Among the five is the Charles Koch Foundation — the conservative political activist’s philanthropic organization — which pledged $10 million to the university. That matches the sum that Koch’s foundation pledged to George Mason University recently for its law school in Northern Virginia, which has been renamed the Antonin Scalia Law School in honor of the late Supreme Court justice.
The Busch gift is nearly double Catholic’s previous donation record — $8 million — a total reached twice previously, the university said.
Tim Busch, founder and chief executive of Pacific Hospitality Group and The Busch Firm, will soon wrap up a 12-year run on the university’s Board of Trustees.
“We are committed to supporting Catholic University’s vision for business education which integrates principled entrepreneurship and Catholic social teaching in a distinctive way,” Busch said in a statement. “Students at the school of business and economics learn how businesses can be highly profitable and innovative, while also meeting the needs of communities and promoting human flourishing.”
Catholic President John Garvey said the Busch gift showed “unparalleled support for the unique approach of our business school.” He credited the Busch family for helping to attract other major donors. “We are immensely grateful for their partnership and all that they have done to advance the university,” he said.
Other donors contributing to the Catholic announcement were the Arthur and Carlyse Ciocca Charitable Foundation, with a $10 million pledge; Joe Della Ratta, a Catholic graduate in 1953 ($5 million); an anonymous donor ($5 million); and the Blanford Charitable Gift Fund ($2 million).
Catholic, founded under a papal charter in 1887, has about 6,700 students, including 3,600 undergraduates. The university in Northeast Washington is overseen by a board that includes numerous cardinals, archbishops and bishops.
Catholic has offered business and economics education for more than a century, but the subjects were elevated to the status of a full-fledged school within the university in 2013.

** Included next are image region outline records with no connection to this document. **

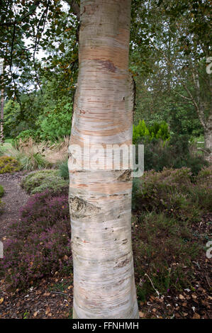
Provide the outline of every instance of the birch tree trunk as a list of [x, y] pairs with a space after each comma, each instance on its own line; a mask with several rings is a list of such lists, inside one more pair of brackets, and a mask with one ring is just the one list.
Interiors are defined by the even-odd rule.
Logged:
[[[3, 81], [3, 80], [2, 80]], [[0, 142], [4, 143], [4, 88], [1, 90]]]
[[[79, 67], [70, 146], [132, 143], [130, 21], [130, 0], [81, 0]], [[138, 318], [130, 171], [81, 170], [75, 162], [72, 152], [68, 164], [73, 317]], [[104, 153], [99, 164], [104, 165]]]
[[206, 159], [212, 163], [212, 113], [207, 119], [207, 127], [204, 129]]

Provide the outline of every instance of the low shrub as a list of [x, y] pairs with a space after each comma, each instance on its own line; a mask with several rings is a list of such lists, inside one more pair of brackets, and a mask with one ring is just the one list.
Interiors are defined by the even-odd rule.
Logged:
[[140, 120], [137, 125], [133, 126], [133, 142], [138, 143], [142, 138], [147, 140], [161, 139], [166, 141], [169, 139], [170, 134], [168, 125], [165, 122], [155, 123], [152, 126], [147, 126], [145, 120]]
[[58, 170], [40, 170], [33, 171], [23, 177], [21, 186], [27, 193], [34, 194], [47, 189], [57, 191], [68, 188], [68, 181], [62, 179]]
[[1, 156], [0, 157], [0, 174], [16, 172], [21, 169], [20, 163], [9, 156]]
[[0, 198], [2, 198], [4, 193], [4, 187], [0, 185]]
[[162, 213], [143, 214], [133, 222], [132, 237], [140, 300], [155, 293], [152, 283], [160, 294], [190, 286], [200, 247], [184, 222]]
[[133, 196], [135, 210], [164, 212], [182, 220], [196, 220], [200, 216], [201, 207], [197, 193], [195, 198], [194, 188], [199, 188], [201, 193], [205, 192], [191, 179], [188, 168], [145, 172]]
[[39, 152], [21, 153], [18, 160], [23, 170], [33, 171], [51, 166], [51, 163]]
[[25, 288], [55, 272], [72, 271], [67, 193], [35, 194], [21, 210], [20, 220], [10, 227], [0, 276], [11, 286]]
[[189, 152], [189, 137], [172, 136], [164, 142], [161, 139], [148, 137], [140, 139], [139, 144], [144, 145], [144, 167], [145, 171], [154, 169], [160, 171], [166, 168], [190, 168], [193, 175], [196, 175], [208, 163], [203, 157]]
[[4, 203], [1, 201], [1, 199], [0, 198], [0, 215], [2, 214], [3, 211], [4, 211]]

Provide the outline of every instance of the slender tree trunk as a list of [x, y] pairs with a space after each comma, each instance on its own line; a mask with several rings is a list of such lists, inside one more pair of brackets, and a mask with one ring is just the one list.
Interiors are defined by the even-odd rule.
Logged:
[[212, 114], [207, 119], [207, 128], [204, 131], [206, 159], [212, 163]]
[[[1, 65], [1, 64], [0, 64]], [[0, 142], [4, 143], [4, 64], [2, 63], [2, 73], [1, 75], [1, 122], [0, 122]]]
[[[132, 142], [130, 0], [81, 0], [70, 146]], [[71, 151], [71, 150], [70, 150]], [[104, 165], [104, 153], [99, 159]], [[81, 170], [69, 154], [74, 318], [138, 318], [130, 172]]]
[[0, 142], [4, 143], [4, 88], [1, 90], [1, 125], [0, 125]]

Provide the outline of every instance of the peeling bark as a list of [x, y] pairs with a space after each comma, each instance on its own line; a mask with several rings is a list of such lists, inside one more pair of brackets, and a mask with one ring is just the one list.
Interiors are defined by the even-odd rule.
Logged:
[[[129, 145], [134, 100], [128, 72], [130, 0], [82, 0], [80, 9], [70, 144]], [[72, 154], [68, 164], [73, 317], [138, 318], [130, 171], [82, 171]]]

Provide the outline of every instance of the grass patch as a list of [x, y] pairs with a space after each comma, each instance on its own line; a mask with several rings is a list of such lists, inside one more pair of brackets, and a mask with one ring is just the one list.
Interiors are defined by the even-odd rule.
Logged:
[[40, 170], [33, 171], [23, 177], [21, 186], [27, 193], [34, 194], [47, 189], [56, 191], [68, 188], [69, 182], [62, 179], [58, 170]]

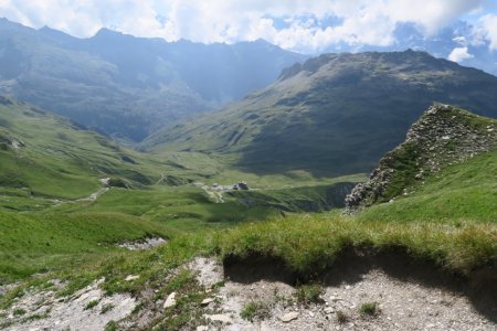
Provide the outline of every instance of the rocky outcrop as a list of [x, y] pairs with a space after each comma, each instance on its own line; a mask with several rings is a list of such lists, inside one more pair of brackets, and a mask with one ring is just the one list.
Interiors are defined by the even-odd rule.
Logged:
[[447, 105], [434, 105], [387, 153], [368, 181], [346, 197], [348, 212], [408, 195], [410, 188], [444, 167], [497, 148], [497, 120]]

The gifts announced Tuesday will fund the Maloney Hall renovation, academic programs in the business and economics school and a new Institute for Human Ecology. The latter unit takes its name for a concept that Pope Francis has promoted, encompassing the study of the relationships of human beings to one another and the world around them.
John Hardin, director of university relations for the Charles Koch Foundation, said the philanthropy based in Arlington, Va., has spread its gifts among hundreds of colleges and universities to support study of the relationship between freedom and prosperity. Charles Koch, 80, of Wichita, Kan., is well known as a donor to conservative political causes. But the foundation’s higher education gifts are not tied to a political agenda, Hardin said.
Support for Catholic’s business school and the Institute for Human Ecology “fit right within our mission,” Hardin said.